O Presidente dos Estados Unidos, Barack Obama, nomeou um novo responsável para os Assuntos da América Latina do Departamento de Estado, Arturo Valenzuela, um especialista da região onde diz que sem boas instituições não haverá reformas que se aguentem – até agora afirmava-se o contrário.
A Casa Branca foi buscar o técnico à Universidade de Georgetown, onde era director do Centro de Estudos Latino-americanos, lugar que passou a ocupar depois de servir a Administração democrata do Presidente Bill Clinton.
Nesses anos, Valenzuela foi assessor especial e director dos Assuntos Interamericanos do Conselho Nacional de Segurança, e, além disso, subsecretário de Estado dos mesmos assuntos no Departamento de Estado, para onde volta para substituir o actual titular – Thomas Shannon.
A par da experiência, tem várias condecorações de Governos da região, como a ordem do Cruzeiro do Sul, dada pelo Brasil, e de Boyacá, da Colômbia, de acordo com o memorando que a Casa Branca juntou ao anúncio da nomeação.

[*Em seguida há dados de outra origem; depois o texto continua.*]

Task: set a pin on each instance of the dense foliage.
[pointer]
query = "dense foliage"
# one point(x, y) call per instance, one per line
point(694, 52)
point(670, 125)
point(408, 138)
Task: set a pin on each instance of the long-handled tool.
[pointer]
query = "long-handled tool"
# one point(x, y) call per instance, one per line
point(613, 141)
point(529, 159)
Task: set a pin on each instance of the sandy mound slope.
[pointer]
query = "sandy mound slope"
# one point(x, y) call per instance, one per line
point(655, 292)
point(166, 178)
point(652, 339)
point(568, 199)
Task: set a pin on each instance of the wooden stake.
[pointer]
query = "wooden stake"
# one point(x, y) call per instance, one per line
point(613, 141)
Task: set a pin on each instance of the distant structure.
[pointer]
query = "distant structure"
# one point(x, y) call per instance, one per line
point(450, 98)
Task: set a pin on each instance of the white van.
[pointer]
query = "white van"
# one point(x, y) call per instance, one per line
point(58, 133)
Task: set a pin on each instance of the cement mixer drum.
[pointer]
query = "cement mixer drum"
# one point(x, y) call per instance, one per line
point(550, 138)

As suas especialidades são naturalmente o país de origem, o Chile, onde nasceu e donde saiu, aos 16 anos, para os Estados Unidos, e Cuba, o que o torna particularmente importante no momento em que Washington ensaia discussões informais com Havana para ajeitar as relações antes de se atirar para voos mais altos – eventualmente, o reatamento formal das relações e talvez um dia, que ninguém sabe, do levantamento do embargo em vigor há 48 anos.
O que pensa sobre a região disse-o na V Conferência Internacional da ABC/Fundação Euroamérica em Fevereiro e pode ser visto em http://abc09.euroamerica.org/009.html: a América Latina já não tem nada a ver com o que era ainda há 21 anos, quando prevalecia o autoritarismo, mas devia apostar prioritariamente nas instituições antes de se mandar para reformas de fundo, que de outra maneira não pode promover e muito menos assegurar.
“Entre as décadas de 1930 e 1980, 104 das mudanças de governo, das 277 que houve, foram através de golpes militares”, disse, chamando a atenção para a excepção, nos anos de 1990, do Haiti, o único golpe clássico da década.
Na análise do passado, Valenzuela assume que se cometeram “dois erros de fundo” – um, confundir o estabelecimento da democracia com a sua consolidação; outro, numa crítica aos economistas, a convicção de que bastavam boas reformas para que as instituições se fortalecessem, o que não aconteceu.
“Hoje temos a consciência de que a eficácia das reformas depende da qualidade das instituições, e não o contrário”, disse no encontro, referindo-se só implicitamente à influência que os Estados Unidos tiveram numa e noutras.
Aparentemente é neste sentido que irá a nova política americana na América Latina: o reforço das instituições como pressuposto de qualquer reforma. É preciso ainda dizer que tem relações privilegiadas, e até de amizade, com o actual secretário-geral da Organização de Estados Americanos, o também chileno Jose Miguel Insulza, um defensor do regresso de Cuba a esta entidade.